"Schwarz?" Irritiert sah Ritter Canerio Webolo an, der mit weit
geöffnetem Mund da stand und auf dessen Gesichtshaut sich das Farbspiel
des Drachen wiederholte.
"Ja, schwarz." Morholt trat neben ihn und in seinem Gesicht war
ein nachdenklicher Ausdruck zu erkennen.
Khisi schüttelte sich missmutig und blickte Morholt beleidigt
an.
"Alchimist, wenn Ihr fertig seid damit, mich anzustarren, würdet
Ihr mir dann freundlicherweise verraten wie weit Ihr seid mit Euren Forschungen,
um diesen Zustand zu beenden??"
"Ähmm ... gewiß doch, Khisanth, gewiß."
Mit flehendem Blick drehte sich Morholt zum Moordrachen, der etwas
abseits stand und Mühe hatte, sich zwischen einem Ausdruck blanken
Entsetzens und purer Schadenfreude zu entscheiden.
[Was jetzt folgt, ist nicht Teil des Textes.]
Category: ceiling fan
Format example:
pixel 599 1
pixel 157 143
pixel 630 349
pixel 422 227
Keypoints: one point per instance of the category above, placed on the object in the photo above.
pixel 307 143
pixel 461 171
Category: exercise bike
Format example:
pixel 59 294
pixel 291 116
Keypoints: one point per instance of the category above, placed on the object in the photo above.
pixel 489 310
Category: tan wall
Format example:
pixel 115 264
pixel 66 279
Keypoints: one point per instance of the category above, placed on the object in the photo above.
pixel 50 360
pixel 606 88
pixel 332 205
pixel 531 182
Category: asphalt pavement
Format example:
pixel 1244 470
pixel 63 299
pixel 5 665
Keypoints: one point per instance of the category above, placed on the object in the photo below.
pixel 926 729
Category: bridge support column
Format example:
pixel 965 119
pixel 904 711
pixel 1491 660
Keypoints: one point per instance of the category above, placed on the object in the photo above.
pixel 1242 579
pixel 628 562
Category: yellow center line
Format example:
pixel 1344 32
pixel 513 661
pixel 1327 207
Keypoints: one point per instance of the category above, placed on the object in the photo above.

"Hehe ... hm, ja, in der Tat, äußerst bedauerlich ...
und Ihr glaubt, dagegen hilft dieses Möhrenkraut?" fragte er.
"Nicht Möhrenkraut ... Goldmöhrenwurz. Und ich glaube
nicht, daß es hilft, ich weiß es. Und leider ist es die einzigste
Möglichkeit, Khisi von seinem farbprächtigen Leuchten zu erlösen.
Deshalb bitte ich Euch inständig ... helft uns."
"Warum wart Ihr nicht schon selbst dort, um dieses Kraut zu holen?
Oder eure beiden Freundinnen?"
Sylveria trat neben den Moordrachen und legte sanft ihre Hand auf
seine Schulter.
"Das würde nicht gehen, selbst wenn wir es wollten. Reigami
ist um ein vielfaches mächtiger als wir ... er hat seinen Turm sowie
seine umliegenden Gärten gegen Magie jeder Art abgeschirmt. Würden
wir oder Morholt dort erscheinen, wäre er sofort gewarnt. Ihr müsst
wissen, Goldmöhrenwurz ist für jeden Magier oder Alchimisten
so etwas wie für euch Menschen pures Gold."
"Ohjemine ..."
Webolo machte ein ängstliches Gesicht. "Sicher läßt
er es bewachen und verwandelt uns in Kürbisköpfe oder gesalzene
Heringe, in hässliche Putzlappen oder sogar ..."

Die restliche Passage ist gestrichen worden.